# Conversion with a difference



## PappaSmurf (Feb 18, 2014)

Bit of a different conversion for you.
I've done the TV cabinet for my Bredli but needed something a bit smaller for the Stimmy.
Sooooooooooooo,,,,,,,,,,,,,,,,,

I turned this





Into THIS


----------



## tahnia666 (Feb 18, 2014)

That's awesome papasmurf your builds rock 

Sent from my HTC Velocity 4G using Tapatalk


----------



## PappaSmurf (Feb 18, 2014)

Awe shucks, you're making me blush. 
I'm just warming up [MENTION=39504]tahnia666[/MENTION] .
Wait 'til i finish the one i'm doing for my Jungle.


----------



## MissScarlett (Feb 18, 2014)

Great Job!!! Geee I better get onto one now!! lol


----------



## tahnia666 (Feb 18, 2014)

Can't wait!!

Sent from my HTC Velocity 4G using Tapatalk


----------



## The_Geeza (Feb 18, 2014)

Jeeez papa ya ruined anuva good bit of furniture .... U be moving out soon


----------



## jakeyizle (Feb 18, 2014)

thats awesome!!!


----------



## Lawra (Feb 19, 2014)

I love it! Fantastic work


----------



## Virides (Feb 20, 2014)

Hard to see - which is the point of the clear finger grips, but see you have our Antaresia Finger Grips on there 

Nice to see them on enclosures in use!

Antaresia (Large) $6.50ea (Large) $6.00ea (Small)


----------



## PappaSmurf (Feb 20, 2014)

Virides said:


> Hard to see - which is the point of the clear finger grips, but see you have our Antaresia Finger Grips on there
> 
> Nice to see them on enclosures in use!
> 
> Antaresia (Large) $6.50ea (Large) $6.00ea (Small)
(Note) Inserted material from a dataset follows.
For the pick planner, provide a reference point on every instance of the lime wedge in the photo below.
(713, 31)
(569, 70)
Yep, that's 3 sets now. The Morelia ones that i got direct from you for my 1st build & the other 2 we got from The Reptile Outlet while we were in there. 
Just a note, both pairs from the shop stuck really really well, they had red backing on the tape. The ones i got direct don't stick very well at all & usually come off when used for their purpose. They had clear backing on the tape & it obviously wasn't as good.


----------



## Virides (Feb 20, 2014)

PappaSmurf said:


> Yep, that's 3 sets now. The Morelia ones that i got direct from you for my 1st build & the other 2 we got from The Reptile Outlet while we were in there.
> Just a note, both pairs from the shop stuck really really well, they had red backing on the tape. The ones i got direct don't stick very well at all & usually come off when used for their purpose. They had clear backing on the tape & it obviously wasn't as good.
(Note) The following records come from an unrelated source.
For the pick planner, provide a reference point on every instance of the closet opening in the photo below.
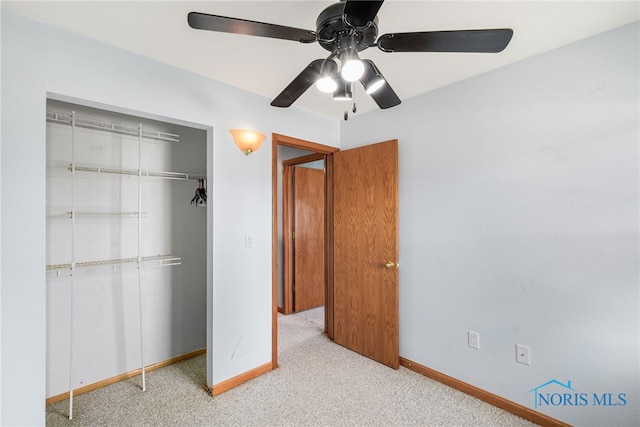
(127, 240)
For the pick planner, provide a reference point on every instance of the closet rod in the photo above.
(84, 122)
(134, 172)
(106, 214)
(159, 260)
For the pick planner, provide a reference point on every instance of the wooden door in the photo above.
(309, 241)
(365, 229)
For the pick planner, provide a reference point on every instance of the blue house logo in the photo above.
(556, 393)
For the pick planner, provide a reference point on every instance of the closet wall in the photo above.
(95, 328)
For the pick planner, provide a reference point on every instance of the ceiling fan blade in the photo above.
(385, 96)
(489, 41)
(299, 85)
(359, 12)
(203, 21)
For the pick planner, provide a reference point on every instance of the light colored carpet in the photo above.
(318, 383)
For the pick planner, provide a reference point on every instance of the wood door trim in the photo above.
(288, 141)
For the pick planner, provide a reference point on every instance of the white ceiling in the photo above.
(159, 30)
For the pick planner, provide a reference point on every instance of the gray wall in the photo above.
(519, 220)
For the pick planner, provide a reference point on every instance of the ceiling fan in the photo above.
(344, 29)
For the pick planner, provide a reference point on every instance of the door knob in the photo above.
(391, 264)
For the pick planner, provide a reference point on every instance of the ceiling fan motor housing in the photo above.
(331, 28)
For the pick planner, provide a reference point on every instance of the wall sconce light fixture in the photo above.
(247, 141)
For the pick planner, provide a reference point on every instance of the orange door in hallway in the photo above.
(365, 251)
(309, 241)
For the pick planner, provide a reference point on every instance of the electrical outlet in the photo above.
(473, 339)
(523, 354)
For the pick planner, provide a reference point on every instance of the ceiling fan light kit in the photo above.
(344, 29)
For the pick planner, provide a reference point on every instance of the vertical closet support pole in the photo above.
(144, 385)
(73, 258)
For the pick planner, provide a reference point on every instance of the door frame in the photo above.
(327, 151)
(288, 256)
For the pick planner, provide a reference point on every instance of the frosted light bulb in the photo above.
(352, 70)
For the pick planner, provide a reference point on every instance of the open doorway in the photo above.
(305, 152)
(303, 234)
Yea we fixed that problem.

We had a crisis with sourcing adequate adhesive that was within out budget. After several adhesives and what seemed like a massive uphill battle, we found an adhesive that fixes the problem. We have since purchased this new adhesive, applied it to our stock material and will be cutting replacements. Anyone experiencing problems with their grips will receive replacements - we pride ourselves on quality and frankly these faulty grips bother me.
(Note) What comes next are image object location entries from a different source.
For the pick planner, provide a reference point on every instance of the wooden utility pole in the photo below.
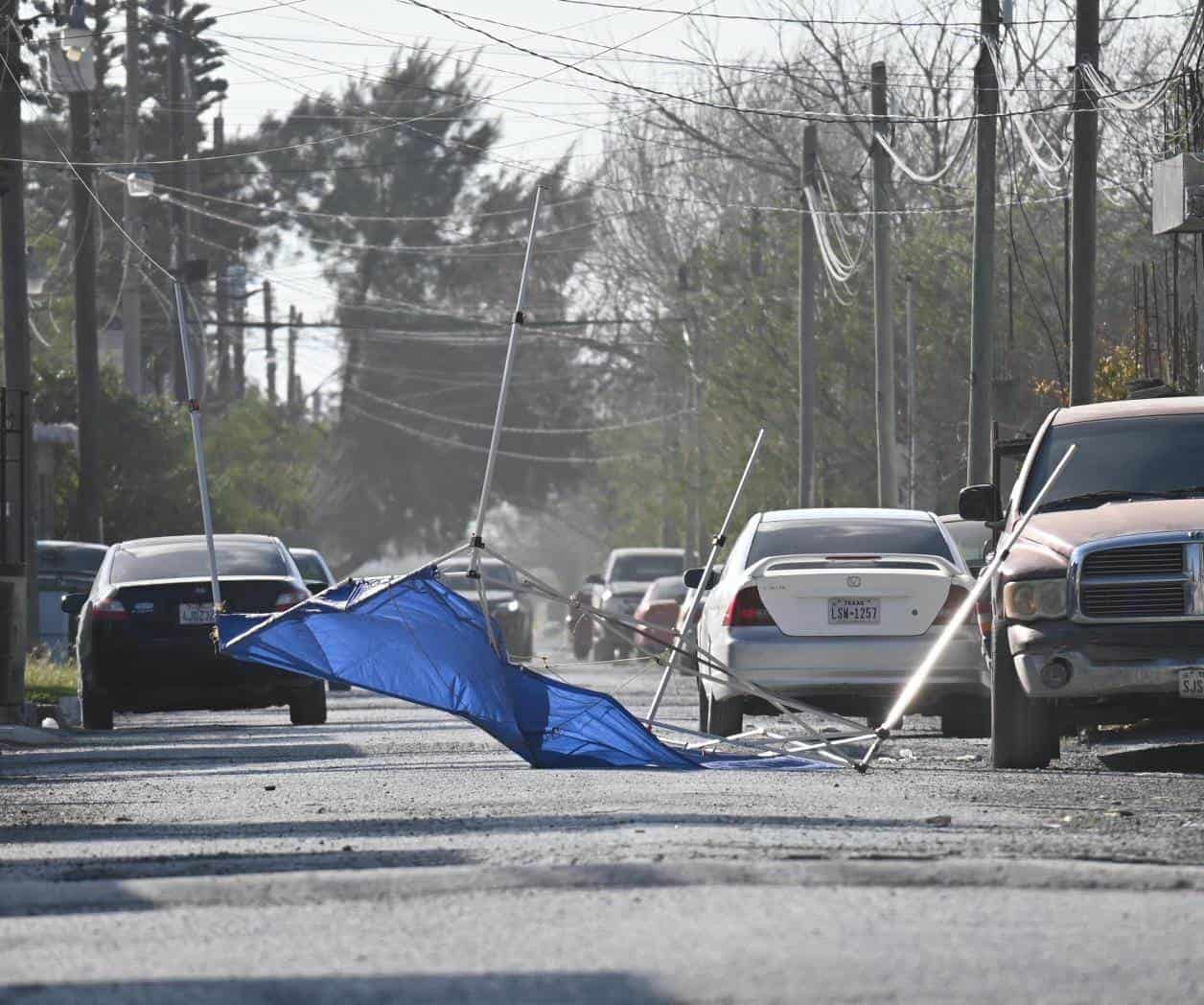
(87, 351)
(807, 409)
(884, 303)
(131, 292)
(1082, 206)
(986, 88)
(269, 341)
Could you PM me with what you need replaced?


----------



## stimsoni09 (Feb 20, 2014)

That looks great love the background


----------



## PappaSmurf (Feb 20, 2014)

Thanks. It's a Steve parish print that we laminated & trimmed to size.


----------



## RedFox (Feb 21, 2014)

Looks great PapaSmurf. The print really makes it.

[MENTION=23918]Virides[/MENTION] I have a whole stack of those grips with the clear backing on them that I ordered a while ago. I haven't used them yet, as life keeps getting in the way of doing some DIY. I'll let you know how I go.


----------



## Virides (Feb 21, 2014)

RedFox said:


> Looks great PapaSmurf. The print really makes it.
> 
> @Virides I have a whole stack of those grips with the clear backing on them that I ordered a while ago. I haven't used them yet, as life keeps getting in the way of doing some DIY. I'll let you know how I go.



They are not all faulty. Some work and some don't, however every time I install them either to test or to put other people's enclosures, they hold once applied and weeks thereafter. I seem to think it is down to quality of installation. And not to say that those who have tried have failed, but the adhesive is just too sensitive to allow inexperienced people affix it to their enclosures. Please have a go with what you have and we will replace any that don't stick initially, or fail later on.

Thanks for the support guys, despite our problems. I always go by this - "It's not about what mistakes you make, it's about how you fix them"


----------



## Jds-reptiles (Feb 22, 2014)

Wow really nice !!


Sent from my iPad using Tapatalk


----------